GPUs provide higher parallel computing power than CPUs for workloads on Windows nodes and can accelerate operations by orders of magnitude. This reduces costs and improves throughput. Windows containers support GPU acceleration for Direct eXtension (DirectX) and all the frameworks that are built on top of DirectX. This topic describes how to install the DirectX device plug-in on Windows nodes and how to enable GPU acceleration for DirectX.
Prerequisites
A Container Service for Kubernetes (ACK) managed cluster is created and the Kubernetes version is 1.20.4 or later. For more information, see Create an ACK managed cluster.
A kubectl client is connected to the ACK cluster. For more information, see Obtain the kubeconfig file of a cluster and use kubectl to connect to the cluster.
Introduction
DirectX is a type of API that improves execution efficiency and enhances 3D graphics and sound effects for Windows-based games and multimedia programs. It provides designers with a common hardware driver standard, simplifying installation and setup. DirectX allows you to use GPUs to handle parallel and compute-intensive tasks. It also reduces overload and optimizes the use of GPUs as parallel processors.
Step 1: Create an elastic Windows node pool with GPU acceleration
Create a standard Windows node pool
Activate the GRID driver with a license. You can install a GRID driver in the following two ways:
If you are an enterprise user of NVIDIA, you can download and install the GRID driver from the NVIDIA enterprise licensing site.

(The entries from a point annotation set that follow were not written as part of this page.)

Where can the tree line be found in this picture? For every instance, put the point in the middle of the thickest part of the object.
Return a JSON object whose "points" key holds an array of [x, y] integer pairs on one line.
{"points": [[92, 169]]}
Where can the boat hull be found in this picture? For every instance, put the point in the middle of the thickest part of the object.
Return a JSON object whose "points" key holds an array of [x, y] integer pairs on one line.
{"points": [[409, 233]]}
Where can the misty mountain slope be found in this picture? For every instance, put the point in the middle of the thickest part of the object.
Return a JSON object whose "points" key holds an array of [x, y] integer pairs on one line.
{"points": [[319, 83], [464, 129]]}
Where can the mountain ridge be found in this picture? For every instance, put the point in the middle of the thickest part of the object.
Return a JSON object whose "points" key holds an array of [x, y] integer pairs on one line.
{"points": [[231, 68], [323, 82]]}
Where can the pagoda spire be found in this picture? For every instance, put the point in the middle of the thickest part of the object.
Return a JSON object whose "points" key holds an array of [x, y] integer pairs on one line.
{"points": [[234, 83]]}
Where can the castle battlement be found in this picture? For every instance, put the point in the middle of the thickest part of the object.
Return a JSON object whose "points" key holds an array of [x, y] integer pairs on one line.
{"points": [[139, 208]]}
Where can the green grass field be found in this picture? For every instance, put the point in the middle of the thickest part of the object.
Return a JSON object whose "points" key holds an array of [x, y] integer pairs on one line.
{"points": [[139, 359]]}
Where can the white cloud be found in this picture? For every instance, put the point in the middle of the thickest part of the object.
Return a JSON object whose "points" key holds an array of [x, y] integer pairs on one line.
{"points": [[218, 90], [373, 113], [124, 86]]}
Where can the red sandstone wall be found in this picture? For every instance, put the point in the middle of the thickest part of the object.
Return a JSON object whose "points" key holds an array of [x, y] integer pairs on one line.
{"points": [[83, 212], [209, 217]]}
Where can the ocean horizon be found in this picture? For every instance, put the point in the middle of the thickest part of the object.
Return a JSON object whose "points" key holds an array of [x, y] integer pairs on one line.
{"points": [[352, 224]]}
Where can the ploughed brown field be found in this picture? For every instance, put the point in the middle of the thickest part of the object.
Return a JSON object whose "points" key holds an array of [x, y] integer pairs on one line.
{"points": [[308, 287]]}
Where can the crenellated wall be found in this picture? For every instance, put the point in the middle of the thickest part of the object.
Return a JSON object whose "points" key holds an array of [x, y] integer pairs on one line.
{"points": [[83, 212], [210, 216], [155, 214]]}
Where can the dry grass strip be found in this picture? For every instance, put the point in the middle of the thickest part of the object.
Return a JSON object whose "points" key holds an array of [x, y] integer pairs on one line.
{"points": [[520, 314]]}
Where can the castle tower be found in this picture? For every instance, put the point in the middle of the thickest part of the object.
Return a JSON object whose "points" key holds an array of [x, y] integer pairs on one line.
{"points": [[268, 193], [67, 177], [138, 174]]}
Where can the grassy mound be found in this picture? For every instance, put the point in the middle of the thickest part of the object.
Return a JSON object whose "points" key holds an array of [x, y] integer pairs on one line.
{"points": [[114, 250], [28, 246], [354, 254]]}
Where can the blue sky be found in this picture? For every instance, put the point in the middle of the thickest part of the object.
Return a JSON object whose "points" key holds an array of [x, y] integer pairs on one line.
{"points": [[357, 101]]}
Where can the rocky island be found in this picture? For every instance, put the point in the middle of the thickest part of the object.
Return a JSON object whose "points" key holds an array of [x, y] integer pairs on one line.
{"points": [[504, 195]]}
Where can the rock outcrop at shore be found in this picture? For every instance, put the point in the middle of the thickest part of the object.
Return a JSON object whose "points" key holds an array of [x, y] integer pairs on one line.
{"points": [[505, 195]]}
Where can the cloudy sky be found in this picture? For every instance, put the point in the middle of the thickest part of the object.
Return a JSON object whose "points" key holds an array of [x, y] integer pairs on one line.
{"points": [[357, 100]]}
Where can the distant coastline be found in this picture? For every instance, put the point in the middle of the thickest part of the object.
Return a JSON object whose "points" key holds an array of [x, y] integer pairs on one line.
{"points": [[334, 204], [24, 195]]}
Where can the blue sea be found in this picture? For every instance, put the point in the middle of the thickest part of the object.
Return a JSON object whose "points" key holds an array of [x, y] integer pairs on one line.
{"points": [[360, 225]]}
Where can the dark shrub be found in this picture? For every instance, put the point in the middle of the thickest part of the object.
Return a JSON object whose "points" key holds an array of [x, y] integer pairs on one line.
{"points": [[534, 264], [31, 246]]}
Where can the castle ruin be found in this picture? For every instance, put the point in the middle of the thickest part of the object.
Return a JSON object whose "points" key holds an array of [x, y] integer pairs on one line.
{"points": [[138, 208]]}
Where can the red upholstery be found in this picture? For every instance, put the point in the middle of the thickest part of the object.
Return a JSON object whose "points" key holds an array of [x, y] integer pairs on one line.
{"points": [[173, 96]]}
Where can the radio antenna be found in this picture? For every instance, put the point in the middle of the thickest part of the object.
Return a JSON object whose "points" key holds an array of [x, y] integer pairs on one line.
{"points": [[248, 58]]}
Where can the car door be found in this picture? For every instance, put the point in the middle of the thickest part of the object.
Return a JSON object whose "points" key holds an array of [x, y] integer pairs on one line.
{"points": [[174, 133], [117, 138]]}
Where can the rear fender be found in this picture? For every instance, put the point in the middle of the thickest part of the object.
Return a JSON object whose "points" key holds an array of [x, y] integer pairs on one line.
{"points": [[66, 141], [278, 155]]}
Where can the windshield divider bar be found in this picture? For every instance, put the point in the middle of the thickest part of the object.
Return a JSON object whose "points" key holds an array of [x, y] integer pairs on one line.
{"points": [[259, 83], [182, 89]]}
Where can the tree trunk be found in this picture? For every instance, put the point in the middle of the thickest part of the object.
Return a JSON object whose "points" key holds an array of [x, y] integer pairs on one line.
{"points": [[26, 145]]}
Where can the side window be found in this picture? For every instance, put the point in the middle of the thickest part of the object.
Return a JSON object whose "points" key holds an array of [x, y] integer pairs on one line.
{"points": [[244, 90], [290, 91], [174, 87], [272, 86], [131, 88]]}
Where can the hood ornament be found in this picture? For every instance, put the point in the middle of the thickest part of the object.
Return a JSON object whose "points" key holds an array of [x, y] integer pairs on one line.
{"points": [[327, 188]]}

If you are not an enterprise user of NVIDIA, you can use the Load a GRID driver by using a community image pre-installed with the driver provided by Alibaba Cloud.
Create a Windows node pool that meets the following requirements. For more information, see Create a Windows node pool.
Instance type: GPU-accelerated compute-optimized instance types or vGPU-accelerated instance types. For more information about supported instance types, see GPU-accelerated compute-optimized instance families or vGPU-accelerated instance families.
Operating system: Select the OS based on your business requirements. Example: Windows Server 2022.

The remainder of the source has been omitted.